Following on that answer there was a supplementary question which my right hon. Friend answered. I think his answer to that supplementary question has given rise to a certain amount of misconception and perhaps I may take this opportunity of clearing it up. My right hon. Friend was asked, "Has this propaganda stopped" and he said "No." I think the impression was gained by numbers of hon. Members that he meant that the representations had entirely failed. He did not mean that. What he meant was that there was no evidence yet that the representations had taken effect and that was not really to be wondered at because the representations were only made recently and they had to be transmitted to Rome and considered there. In those circumstanes it would be premature to say that they have failed. On former occasions they have been, to a certain extent, effective and it is our hope and belief that the good sense of the Italian people will ensure that they are effective again. If they are not effective it is clear that sooner or later we must take further measures. We have taken certain measures but, as I say, if they are not effective we must go further and take such other measures as we think necessary or proper. But I do not want to stress that aspect of the question to-day because we do not want to be compelled to take measures. We do not want strained relations between ourselves and any other country.

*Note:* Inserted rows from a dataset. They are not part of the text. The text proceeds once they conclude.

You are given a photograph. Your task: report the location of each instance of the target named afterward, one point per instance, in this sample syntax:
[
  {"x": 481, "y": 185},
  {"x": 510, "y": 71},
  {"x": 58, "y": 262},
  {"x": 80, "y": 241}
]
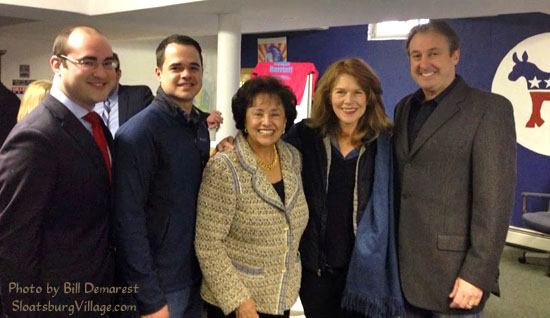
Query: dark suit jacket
[
  {"x": 132, "y": 100},
  {"x": 55, "y": 204},
  {"x": 455, "y": 191},
  {"x": 9, "y": 106}
]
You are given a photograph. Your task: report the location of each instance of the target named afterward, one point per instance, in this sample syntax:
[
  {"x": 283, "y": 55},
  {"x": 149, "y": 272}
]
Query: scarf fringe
[{"x": 376, "y": 307}]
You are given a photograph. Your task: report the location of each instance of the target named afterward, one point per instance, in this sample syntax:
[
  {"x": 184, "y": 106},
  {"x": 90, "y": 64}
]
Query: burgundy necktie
[{"x": 99, "y": 137}]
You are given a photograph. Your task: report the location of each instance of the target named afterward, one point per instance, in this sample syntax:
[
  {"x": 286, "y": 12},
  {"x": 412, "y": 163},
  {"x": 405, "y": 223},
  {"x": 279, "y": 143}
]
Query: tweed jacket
[
  {"x": 455, "y": 195},
  {"x": 246, "y": 238}
]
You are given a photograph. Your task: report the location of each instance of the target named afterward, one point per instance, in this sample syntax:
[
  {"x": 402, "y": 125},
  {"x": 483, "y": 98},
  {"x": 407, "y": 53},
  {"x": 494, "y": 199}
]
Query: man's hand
[
  {"x": 247, "y": 310},
  {"x": 161, "y": 313},
  {"x": 214, "y": 120},
  {"x": 465, "y": 295},
  {"x": 224, "y": 144}
]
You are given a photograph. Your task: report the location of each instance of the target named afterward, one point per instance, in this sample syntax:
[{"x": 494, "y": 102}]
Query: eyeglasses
[{"x": 91, "y": 63}]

What we really want is a return to the confident friendship which existed always in olden times between ourselves and Italy. But I emphasise the fact that confident friendship requires mutual respect and mutual understanding and if this Debate, however short it may have been, serves to show to the Italian Government that opinion in all quarters not only in this House but in the country views this matter with concern; if it shows that it is not a matter, as I have seen suggested in the Press, of one Member of the Government or of the Government as a whole being concerned but that the whole people of the British Isles feel concerned about this, and if it shows that this concern has not been aroused from any natural antipathy to the Italian people but from a sincere desire that such conditions should be created as will allow of the restoration of our old relations with that country, then I believe that this Debate will have served a very useful purpose.